Rather than making concessions to bigots, politicians must confront them, says the Guardian columnist Gary Younge
On 19 April 1995, Timothy McVeigh blew up the Alfred P Murrah Federal Building in Oklahoma City, killing 168 people and injuring another 684, in the deadliest act of domestic US terrorism to date. A white supremacist, among other things, he was radicalised by what he regarded as excessive federal government power, US foreign policy and a constellation of bigotries and inadequacies too numerous to mention. He was sentenced to death and placed in a maximum-security prison in Colorado.
While he was there, McVeigh became good friends with Ramzi Ahmed Yousef, who was in the next-door cell.

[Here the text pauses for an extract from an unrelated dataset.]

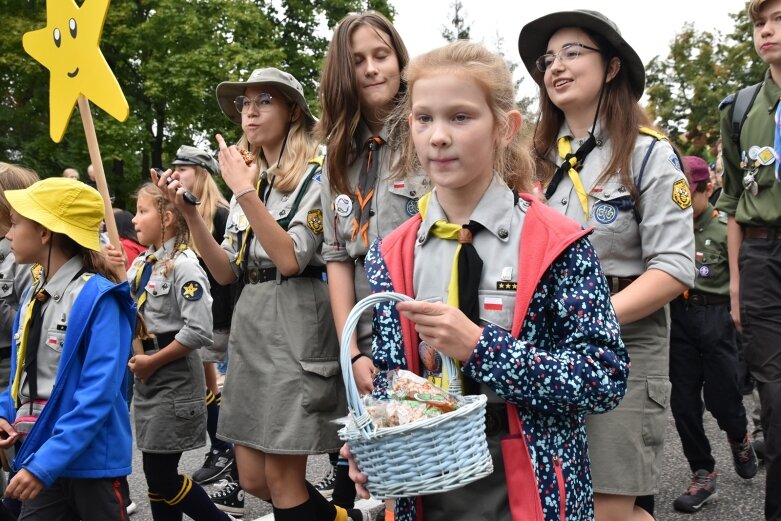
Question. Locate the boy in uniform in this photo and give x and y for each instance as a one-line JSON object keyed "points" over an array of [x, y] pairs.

Yousef, who trained in al-Qaida camps in Afghanistan, had tried to blow up the World Trade Center in 1993. Born within four days of each other, here were two young men both unrepentant about their crimes and ideologies, even if McVeigh had ultimately been more successful in inflicting carnage and misery. He was executed in June 2001. Yousef would later state: I have never [known] anyone in my life who has so similar a personality to my own as his.
It is presumably in recognition of the unity of purpose between terrorists who attach themselves to Islam and those who embrace white supremacy that the neo-Nazi terror group National Action has called for a white jihad. Inadequate young men brimming with rage and brooding resentment, in pursuit of moral certainty, doctrinal purity and a desire to make their mark on a world in which they feel increasingly superfluous and disoriented. They are as made for each other as Yousef and McVeigh.
The central difference is in how these two complementary strands of political violence are understood and challenged. In British news alone this week we have seen a National Action activist in court who planned to kill an MP and a policewoman with a machete; British soldiers in Afghanistan using the Labour leaders picture for target practice; and a senior Tory and Brexit proponent, Jacob Rees-Mogg, retweeting a key figure from a far-right party in Europe.
White supremacy poses a serious and urgent threat to our political stability, social cohesion and general security. White people are being radicalised at an alarming rate and in disconcerting numbers. The number of far-right terrorists in British prisons tripled between 2017 and 2018.